Again Miriam paused; again Mollie held the wine-cup to her lips; again she drank and went on:
“I couldn’t tell you, Mollie, if I would, the shock and the scandal that ran through Steeple Hill, and I wouldn’t if I could. If it were in my power, such horrors would never reach your innocent ears. But they were gone, and Stephen Dane was like a man mad. He drank, and drank, and drank until he was blind drunk, and then, in spite of everybody, set off to go after them. Before he had got ten yards from his own doorstep he fell down in a fit, blood pouring from his month and nostrils. That night he died.
“The hour of his death, when he knew he had but a few moments to live, he turned every soul out of the room, and made his brother kneel down and take a solemn oath of vengeance.

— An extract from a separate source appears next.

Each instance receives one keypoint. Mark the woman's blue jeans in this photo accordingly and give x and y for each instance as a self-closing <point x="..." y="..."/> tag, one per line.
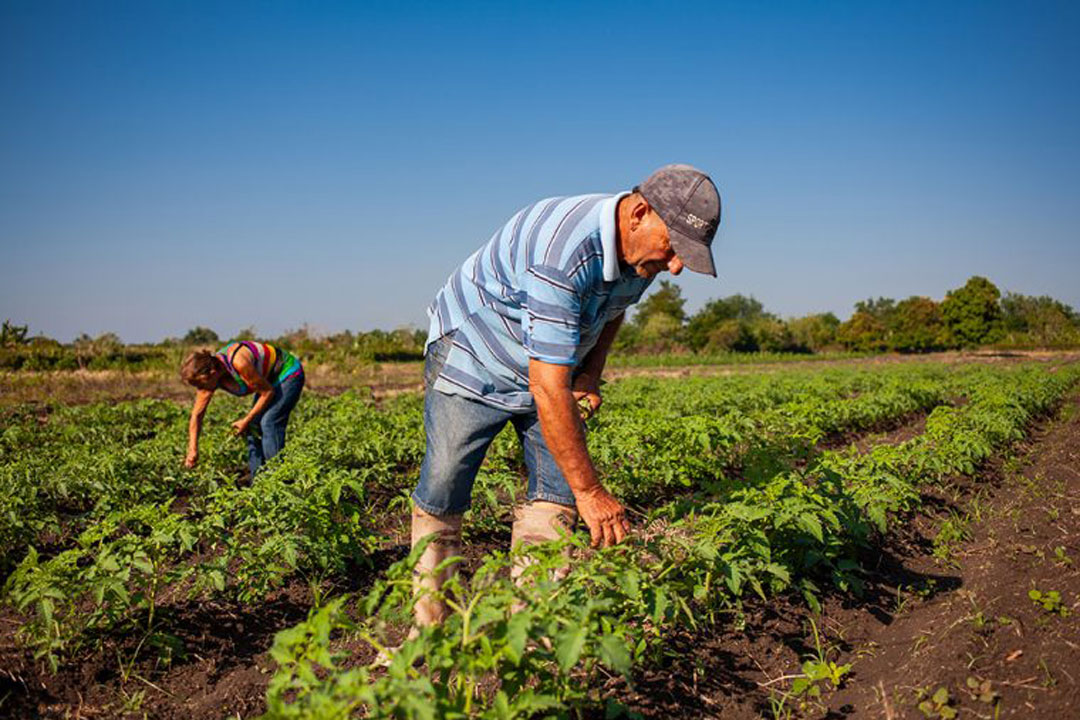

“‘I’ll never rest easy in my grave, James,’ said the dying man, ’and I’ll never let you rest easy in your life, until you have avenged me on my wronger.’
“Your father knelt down and swore. It was a bad, bad death-bed, and a bad, bad oath. But he took it; and Stephen Dane died, with his brother’s hand clasped in his, and his dying eyes fixed on his brother’s face.
“They buried the dead man; and when the sods were piled above him, your father told me of the vow he had made—the vow he meant to keep. What could I say? what could I do? I wept woman’s tears, I said woman’s words. I pleaded, I reasoned, I entreated—all in vain. He would go, and he went.